We show in a unifying computational approach that representations of spatial scenes can be formed by adding an additional self-organizing layer of processing beyond the inferior temporal visual cortex in the ventral visual stream without the introduction of new computational principles. The invariant representations of objects by neurons in the inferior temporal visual cortex can be modelled by a multilayer feature hierarchy network with feedforward convergence from stage to stage, and an associative learning rule with a short-term memory trace to capture the invariant statistical properties of objects as they transform over short time periods in the world.
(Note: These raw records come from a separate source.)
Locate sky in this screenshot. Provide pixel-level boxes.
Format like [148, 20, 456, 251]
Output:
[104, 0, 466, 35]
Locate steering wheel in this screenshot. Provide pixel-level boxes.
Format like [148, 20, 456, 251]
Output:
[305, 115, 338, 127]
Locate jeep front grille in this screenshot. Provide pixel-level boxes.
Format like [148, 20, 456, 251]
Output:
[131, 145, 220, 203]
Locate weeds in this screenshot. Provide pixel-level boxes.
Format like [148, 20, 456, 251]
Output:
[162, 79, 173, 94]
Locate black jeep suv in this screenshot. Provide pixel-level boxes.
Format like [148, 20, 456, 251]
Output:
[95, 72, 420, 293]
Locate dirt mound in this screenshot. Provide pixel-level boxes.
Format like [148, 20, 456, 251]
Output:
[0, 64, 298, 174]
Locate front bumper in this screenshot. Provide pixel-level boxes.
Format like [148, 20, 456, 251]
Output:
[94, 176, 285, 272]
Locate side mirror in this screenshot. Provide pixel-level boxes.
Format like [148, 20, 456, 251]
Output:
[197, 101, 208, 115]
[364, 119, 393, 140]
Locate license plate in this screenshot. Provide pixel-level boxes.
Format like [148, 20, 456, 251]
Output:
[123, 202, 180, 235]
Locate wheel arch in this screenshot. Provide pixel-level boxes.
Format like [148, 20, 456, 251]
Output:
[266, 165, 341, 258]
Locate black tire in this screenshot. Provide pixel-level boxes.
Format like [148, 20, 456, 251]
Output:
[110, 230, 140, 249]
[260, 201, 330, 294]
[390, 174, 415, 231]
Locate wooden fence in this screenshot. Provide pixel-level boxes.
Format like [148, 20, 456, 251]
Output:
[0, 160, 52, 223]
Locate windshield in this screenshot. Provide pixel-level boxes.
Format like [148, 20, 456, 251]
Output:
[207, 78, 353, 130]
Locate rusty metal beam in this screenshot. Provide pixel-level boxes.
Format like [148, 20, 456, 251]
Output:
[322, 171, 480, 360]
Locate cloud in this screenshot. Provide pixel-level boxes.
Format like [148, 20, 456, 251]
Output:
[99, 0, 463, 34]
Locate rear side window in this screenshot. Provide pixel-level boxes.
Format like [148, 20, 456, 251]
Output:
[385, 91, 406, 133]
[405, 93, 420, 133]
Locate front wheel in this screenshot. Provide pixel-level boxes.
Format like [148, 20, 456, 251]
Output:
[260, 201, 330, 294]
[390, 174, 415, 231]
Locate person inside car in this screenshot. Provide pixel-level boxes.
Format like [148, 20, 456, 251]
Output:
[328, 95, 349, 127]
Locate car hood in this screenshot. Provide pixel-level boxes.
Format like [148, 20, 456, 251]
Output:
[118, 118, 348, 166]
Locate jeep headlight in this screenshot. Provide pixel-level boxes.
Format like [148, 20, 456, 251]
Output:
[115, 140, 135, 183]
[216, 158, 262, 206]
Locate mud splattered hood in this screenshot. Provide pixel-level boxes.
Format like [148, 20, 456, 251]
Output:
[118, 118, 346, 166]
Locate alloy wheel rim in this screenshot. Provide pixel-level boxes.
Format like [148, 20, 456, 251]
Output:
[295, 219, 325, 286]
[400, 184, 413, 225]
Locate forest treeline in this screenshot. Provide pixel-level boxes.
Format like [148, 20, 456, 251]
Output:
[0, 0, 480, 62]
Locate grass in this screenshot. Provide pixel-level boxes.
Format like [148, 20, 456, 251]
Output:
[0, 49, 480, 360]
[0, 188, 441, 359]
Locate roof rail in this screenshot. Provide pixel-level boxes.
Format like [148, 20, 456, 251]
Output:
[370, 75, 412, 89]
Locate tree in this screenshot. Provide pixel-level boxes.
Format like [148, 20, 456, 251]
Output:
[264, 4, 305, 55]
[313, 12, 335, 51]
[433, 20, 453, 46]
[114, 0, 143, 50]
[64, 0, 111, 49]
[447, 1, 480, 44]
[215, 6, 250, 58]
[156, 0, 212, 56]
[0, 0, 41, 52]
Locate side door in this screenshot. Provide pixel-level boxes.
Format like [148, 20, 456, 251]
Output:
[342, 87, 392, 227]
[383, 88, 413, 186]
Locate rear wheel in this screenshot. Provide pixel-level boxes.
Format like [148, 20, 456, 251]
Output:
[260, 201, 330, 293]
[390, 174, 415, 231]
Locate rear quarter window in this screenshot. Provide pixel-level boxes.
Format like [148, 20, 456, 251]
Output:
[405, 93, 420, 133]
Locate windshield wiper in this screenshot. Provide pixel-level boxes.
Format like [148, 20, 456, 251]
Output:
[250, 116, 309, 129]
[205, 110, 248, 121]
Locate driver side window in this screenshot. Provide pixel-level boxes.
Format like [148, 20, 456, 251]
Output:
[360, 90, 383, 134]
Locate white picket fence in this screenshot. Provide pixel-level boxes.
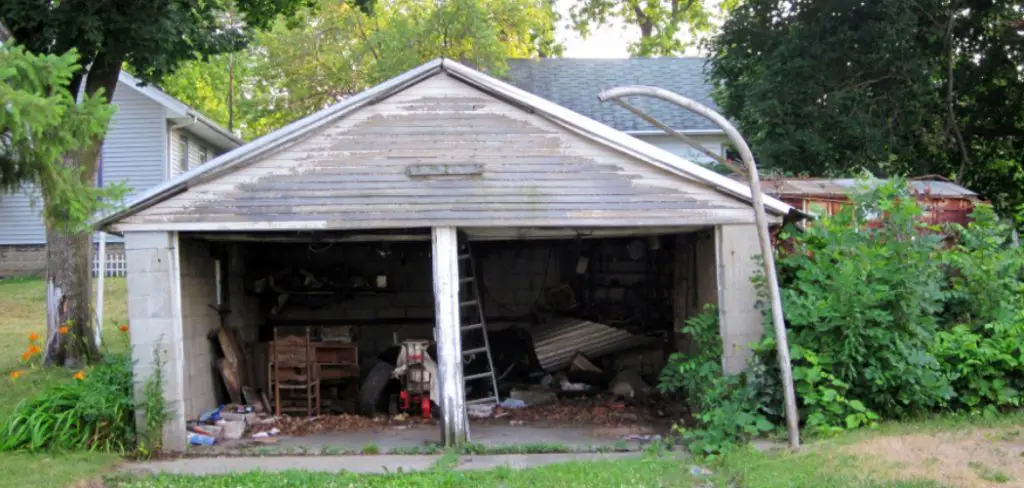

If an additional layer is added to this architecture, training now with whole scenes that consist of a set of objects in a given fixed spatial relation to each other results in neurons in the added layer that respond to one of the trained whole scenes but do not respond if the objects in the scene are rearranged to make a new scene from the same objects. The formation of these scene-specific representations in the added layer is related to the fact that in the inferior temporal cortex and, we show, in the VisNet model, the receptive fields of inferior temporal cortex neurons shrink and become asymmetric when multiple objects are present simultaneously in a natural scene. This reduced size and asymmetry of the receptive fields of inferior temporal cortex neurons also provides a solution to the representation of multiple objects, and their relative spatial positions, in complex natural scenes.